The Tea Party has no central leadership, despite the best efforts of Sarah Palin and Dick Armey. And it has massive "sympathy" from the electorate; Noonan cites the statistics that while a full 20% of voters identify as "Tea Party members", more than half of voters "favor" the Tea Party. More than half! That bodes well for Sharron Angle, Christine O'Donnell, and others who are being praised - and tarred - as Tea Partiers.


Mr. Dough said...

Chops, I have been thinking about the strategy of those opposed to the Tea Party movement to paint the latter's sympathists as "extremists"; I think that is the strategy we will see played out in left-leaning talking points in coming days. I'm not sure that's such a good strategy in light of the acceptance you noted above. Especially considering the positive connotations of the term "extreme" in modern American jargon:
- Extreme Sports
- Extreme Programming
- Extreme Chocolate Milk
- Extreme Makeover...
- Extreme Fitness
- Extreme just about anything else people do.

Maybe Americans are extreme people, or at least like to think of themselves that way.

BTW it would be interesting to track the frequency of use of the word "extremist" in our various news organs over the next couple months, kind of like you did with the number of gogle hits on various candidates prior to the last presidential election.

Chops said...

Ooh, that would be an interesting phenomenon.
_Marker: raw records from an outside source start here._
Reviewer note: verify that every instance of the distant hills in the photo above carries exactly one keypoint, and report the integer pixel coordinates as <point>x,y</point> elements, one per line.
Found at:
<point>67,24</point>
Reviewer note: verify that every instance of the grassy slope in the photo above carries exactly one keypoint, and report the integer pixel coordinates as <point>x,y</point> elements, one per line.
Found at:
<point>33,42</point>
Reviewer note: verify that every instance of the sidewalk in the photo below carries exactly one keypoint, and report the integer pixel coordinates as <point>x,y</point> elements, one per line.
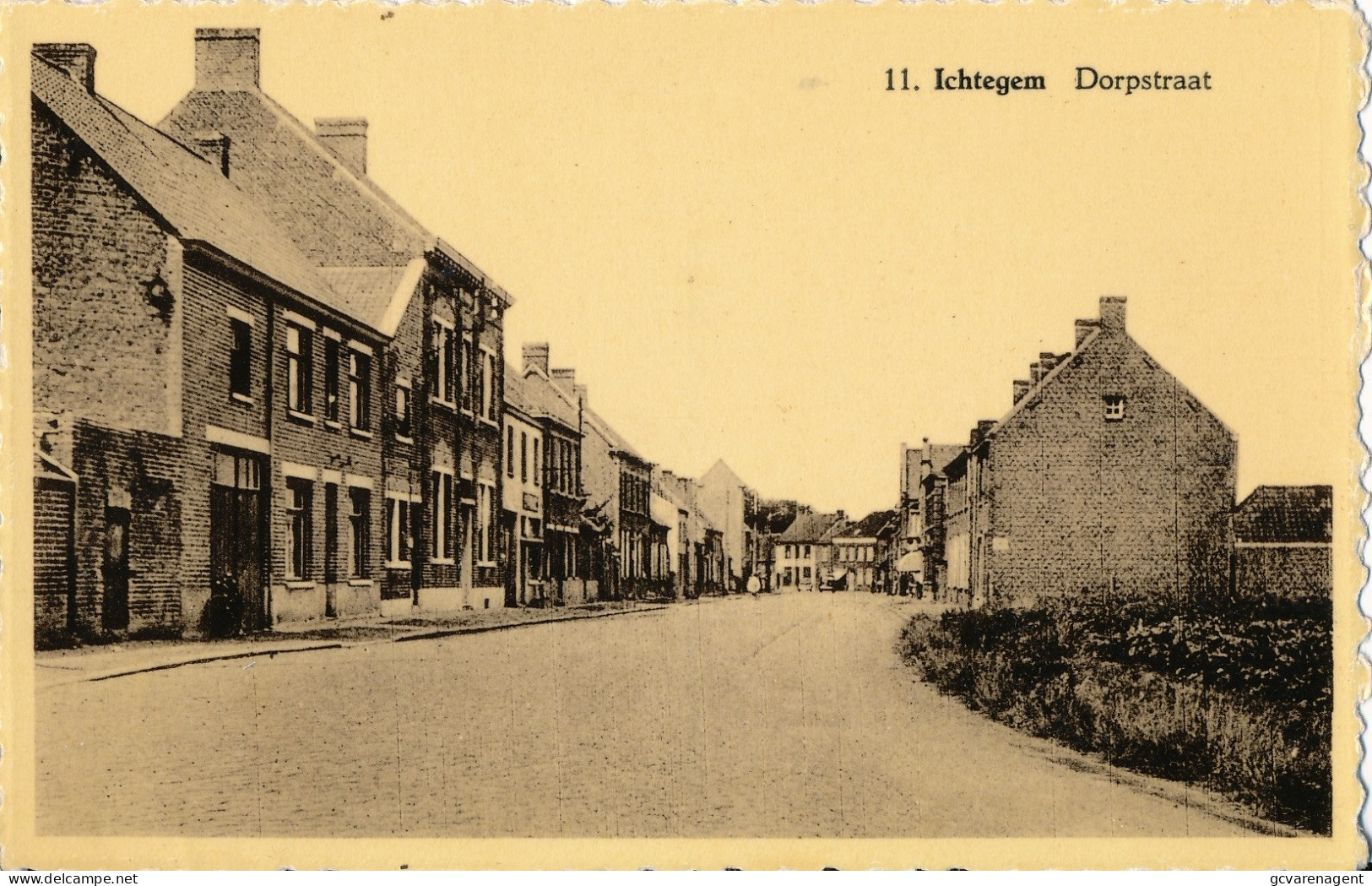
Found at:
<point>103,663</point>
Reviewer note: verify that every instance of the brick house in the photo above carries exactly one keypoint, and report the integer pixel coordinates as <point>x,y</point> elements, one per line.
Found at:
<point>862,552</point>
<point>180,346</point>
<point>917,466</point>
<point>800,553</point>
<point>618,487</point>
<point>571,542</point>
<point>1283,542</point>
<point>730,505</point>
<point>523,497</point>
<point>1104,477</point>
<point>439,400</point>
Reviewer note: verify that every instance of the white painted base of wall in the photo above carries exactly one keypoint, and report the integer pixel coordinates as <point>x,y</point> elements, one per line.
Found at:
<point>441,598</point>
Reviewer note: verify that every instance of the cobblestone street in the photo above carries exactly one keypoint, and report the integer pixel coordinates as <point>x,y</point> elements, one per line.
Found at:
<point>773,716</point>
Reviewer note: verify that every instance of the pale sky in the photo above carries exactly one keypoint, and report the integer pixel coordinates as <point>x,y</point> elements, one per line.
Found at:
<point>750,250</point>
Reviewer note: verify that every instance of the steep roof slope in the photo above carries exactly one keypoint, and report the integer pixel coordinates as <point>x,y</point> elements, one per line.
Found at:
<point>808,527</point>
<point>191,195</point>
<point>1286,514</point>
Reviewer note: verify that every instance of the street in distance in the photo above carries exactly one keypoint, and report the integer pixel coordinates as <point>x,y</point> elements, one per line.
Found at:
<point>1086,79</point>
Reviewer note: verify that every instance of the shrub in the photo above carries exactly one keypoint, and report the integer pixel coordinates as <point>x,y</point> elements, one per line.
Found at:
<point>1236,699</point>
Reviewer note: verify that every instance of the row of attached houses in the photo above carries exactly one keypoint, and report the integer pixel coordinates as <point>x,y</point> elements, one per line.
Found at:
<point>1109,479</point>
<point>263,393</point>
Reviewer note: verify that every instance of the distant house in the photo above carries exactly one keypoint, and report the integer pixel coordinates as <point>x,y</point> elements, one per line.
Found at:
<point>860,552</point>
<point>803,550</point>
<point>915,466</point>
<point>1283,542</point>
<point>1106,477</point>
<point>729,505</point>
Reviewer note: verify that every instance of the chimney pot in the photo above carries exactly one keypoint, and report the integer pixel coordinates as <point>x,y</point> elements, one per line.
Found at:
<point>1112,313</point>
<point>535,356</point>
<point>346,139</point>
<point>77,59</point>
<point>226,59</point>
<point>214,147</point>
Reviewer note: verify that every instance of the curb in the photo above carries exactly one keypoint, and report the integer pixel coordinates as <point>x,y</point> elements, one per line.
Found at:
<point>401,638</point>
<point>486,628</point>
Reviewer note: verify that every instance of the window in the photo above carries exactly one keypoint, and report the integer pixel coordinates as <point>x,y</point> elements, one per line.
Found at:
<point>300,368</point>
<point>485,543</point>
<point>360,389</point>
<point>443,361</point>
<point>487,386</point>
<point>464,373</point>
<point>441,516</point>
<point>402,408</point>
<point>241,358</point>
<point>399,532</point>
<point>333,371</point>
<point>300,499</point>
<point>360,530</point>
<point>239,472</point>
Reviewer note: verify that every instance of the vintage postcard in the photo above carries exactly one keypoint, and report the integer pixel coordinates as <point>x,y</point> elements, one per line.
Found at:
<point>682,435</point>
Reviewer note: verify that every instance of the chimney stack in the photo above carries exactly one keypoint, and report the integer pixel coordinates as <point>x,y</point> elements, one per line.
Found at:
<point>214,147</point>
<point>1112,313</point>
<point>535,356</point>
<point>226,59</point>
<point>346,139</point>
<point>77,59</point>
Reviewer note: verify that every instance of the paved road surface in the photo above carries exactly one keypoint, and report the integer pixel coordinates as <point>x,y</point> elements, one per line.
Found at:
<point>773,716</point>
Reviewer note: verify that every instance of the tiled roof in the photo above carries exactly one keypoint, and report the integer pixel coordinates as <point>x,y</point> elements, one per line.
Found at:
<point>869,527</point>
<point>808,527</point>
<point>1286,514</point>
<point>190,193</point>
<point>335,215</point>
<point>369,294</point>
<point>544,400</point>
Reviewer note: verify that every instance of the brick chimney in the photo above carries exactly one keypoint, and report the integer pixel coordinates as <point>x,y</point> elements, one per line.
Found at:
<point>77,59</point>
<point>535,356</point>
<point>214,147</point>
<point>1112,313</point>
<point>346,139</point>
<point>226,58</point>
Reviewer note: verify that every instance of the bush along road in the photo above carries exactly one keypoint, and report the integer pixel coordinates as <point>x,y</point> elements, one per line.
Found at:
<point>1231,696</point>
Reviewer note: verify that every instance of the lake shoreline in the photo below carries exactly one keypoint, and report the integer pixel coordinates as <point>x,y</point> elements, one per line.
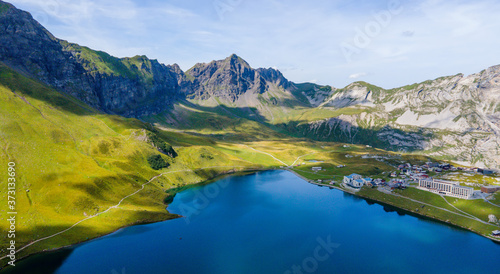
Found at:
<point>410,212</point>
<point>169,216</point>
<point>172,216</point>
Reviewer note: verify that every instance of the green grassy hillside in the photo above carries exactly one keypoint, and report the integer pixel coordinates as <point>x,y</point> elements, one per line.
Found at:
<point>73,162</point>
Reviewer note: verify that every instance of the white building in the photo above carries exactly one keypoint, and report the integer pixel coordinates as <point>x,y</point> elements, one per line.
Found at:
<point>356,180</point>
<point>448,188</point>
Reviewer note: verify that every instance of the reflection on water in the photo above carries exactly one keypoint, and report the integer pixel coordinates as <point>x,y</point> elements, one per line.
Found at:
<point>40,263</point>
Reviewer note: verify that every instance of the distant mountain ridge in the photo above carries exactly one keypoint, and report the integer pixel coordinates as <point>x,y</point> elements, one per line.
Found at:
<point>455,117</point>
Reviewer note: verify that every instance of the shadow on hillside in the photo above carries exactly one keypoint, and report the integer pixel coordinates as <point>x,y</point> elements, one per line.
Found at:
<point>386,137</point>
<point>333,130</point>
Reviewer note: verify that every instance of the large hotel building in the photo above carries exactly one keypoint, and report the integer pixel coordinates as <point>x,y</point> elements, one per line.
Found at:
<point>453,189</point>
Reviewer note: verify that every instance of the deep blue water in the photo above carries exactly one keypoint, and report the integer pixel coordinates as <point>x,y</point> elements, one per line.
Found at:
<point>274,222</point>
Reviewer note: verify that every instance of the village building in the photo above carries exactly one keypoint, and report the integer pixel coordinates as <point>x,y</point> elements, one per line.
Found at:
<point>490,189</point>
<point>448,188</point>
<point>356,180</point>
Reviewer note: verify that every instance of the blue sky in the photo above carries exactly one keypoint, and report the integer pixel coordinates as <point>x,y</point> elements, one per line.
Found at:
<point>387,43</point>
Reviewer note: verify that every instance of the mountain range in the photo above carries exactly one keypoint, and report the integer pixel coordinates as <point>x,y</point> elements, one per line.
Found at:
<point>454,117</point>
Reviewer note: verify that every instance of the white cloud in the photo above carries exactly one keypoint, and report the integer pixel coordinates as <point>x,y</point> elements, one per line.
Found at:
<point>428,39</point>
<point>357,75</point>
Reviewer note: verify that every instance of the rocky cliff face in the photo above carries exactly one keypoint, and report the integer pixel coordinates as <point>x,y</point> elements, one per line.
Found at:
<point>456,116</point>
<point>231,78</point>
<point>130,86</point>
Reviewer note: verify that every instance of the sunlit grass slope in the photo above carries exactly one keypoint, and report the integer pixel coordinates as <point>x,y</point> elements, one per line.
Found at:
<point>73,162</point>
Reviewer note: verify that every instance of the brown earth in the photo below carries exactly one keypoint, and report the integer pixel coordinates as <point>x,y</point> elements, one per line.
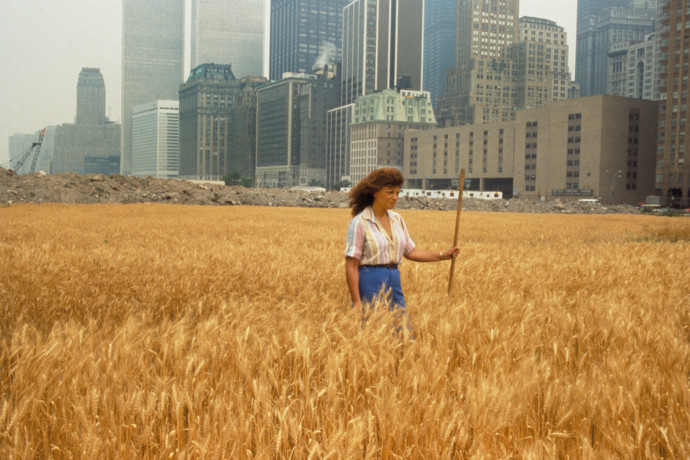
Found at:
<point>97,188</point>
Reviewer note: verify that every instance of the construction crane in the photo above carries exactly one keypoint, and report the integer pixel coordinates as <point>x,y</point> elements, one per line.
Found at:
<point>35,149</point>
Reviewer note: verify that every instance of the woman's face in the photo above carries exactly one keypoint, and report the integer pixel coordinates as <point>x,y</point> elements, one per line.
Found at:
<point>386,197</point>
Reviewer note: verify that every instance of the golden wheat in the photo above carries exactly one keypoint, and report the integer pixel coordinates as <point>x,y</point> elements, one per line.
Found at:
<point>149,331</point>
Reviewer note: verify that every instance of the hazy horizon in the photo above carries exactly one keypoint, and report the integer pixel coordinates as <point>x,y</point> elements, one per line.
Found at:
<point>44,45</point>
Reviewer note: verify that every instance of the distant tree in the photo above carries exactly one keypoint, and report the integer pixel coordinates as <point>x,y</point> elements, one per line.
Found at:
<point>234,177</point>
<point>339,185</point>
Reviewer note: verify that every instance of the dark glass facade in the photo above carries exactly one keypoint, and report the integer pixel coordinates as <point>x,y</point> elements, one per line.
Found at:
<point>305,34</point>
<point>440,19</point>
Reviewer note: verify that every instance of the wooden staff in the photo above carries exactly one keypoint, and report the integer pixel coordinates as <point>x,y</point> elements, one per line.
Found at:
<point>457,228</point>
I'm afraid we might have already passed the key milestones (Tea Party candidates winning important primaries), but I'll give it thought.

Chops said...

Also: putting the >50% favorability rating of the Tea Party in context, just 29% of Americans have a favorable opinion of Sarah Palin.

Carol L. Douglas said...

Mr. Dough also pointed out to me that “reactionary” means “of, relating to, or characterized by reaction, esp against radical political or social change.” It has come to be associated with conservatism, but in today’s instance, who is the reactionary?